Food Safety

September 10, 2008

September 10, 2008

Hello everybody out there in farm country. This radio commentary is brought to you by the Renewable Fuels Association, Wal-Mart Stores, Monsanto, and John Deere. They are all friends, supporters, and allies of a healthy farm economy and prosperous rural America. Thank you.

For a long time, we have been hearing the screams of anguish from consumer organizations and politicians (especially the politicians) demanding that the goverrunent fix the food safety problem.

I am here to say, yes, we can do a better job, and we should. However, to fix the problem will not be easy or cheap, and there will be some casualties.

It is worth taking a look at a produce terminal market. I have visited these markets. Small growers and large growers deliver their produce in pick-up trucks. Tons of produce is sold every day. Move it fast while it's fresh before it spoils. Some produce markets are huge -- acres and acres in size with all levels of produce on display -- peppers, mangoes, lettuce, spinach, watermelons, tomatoes, and more. Sometimes, product from different growers can be co-mingled. Produce from different countries is co-mingled. Distributors are selling. Buyers are buying. Some times on credit; sometimes with cash. Some buyers require records for traceability. Others don't. They don't have time. It costs too much money to handle all that paperwork. It is a madhouse.

Improving traceability is going to cost the consumer. It won't be free. I said there will be some casualties. Small producers may not be able to compete. Already, some distributors are buying direct from big produce farms, leaving the small pick-up truck suppliers out in the cold.

Think about the small farmer markets that we're familiar with. How much paperwork will they put up with?

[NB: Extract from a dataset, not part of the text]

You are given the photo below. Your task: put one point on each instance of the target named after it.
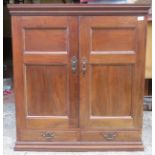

I was in my local supermarket last week. They featured tomatoes, melons, peaches, and other produce "locally grown." Can all this be traced? Maybe.

The fact is we have the safest food supply in the world. We need to do a better job of improving traceability. The salmonella tomato problem this summer cost tomato growers millions and they now believe the problem wasn't even a tomato but a pepper.

Our food safety system is not perfect. In fact, it never will be. Let me ask, do you get up in the morning worrying that you won't be able to find any safe food to eat? I didn't think so.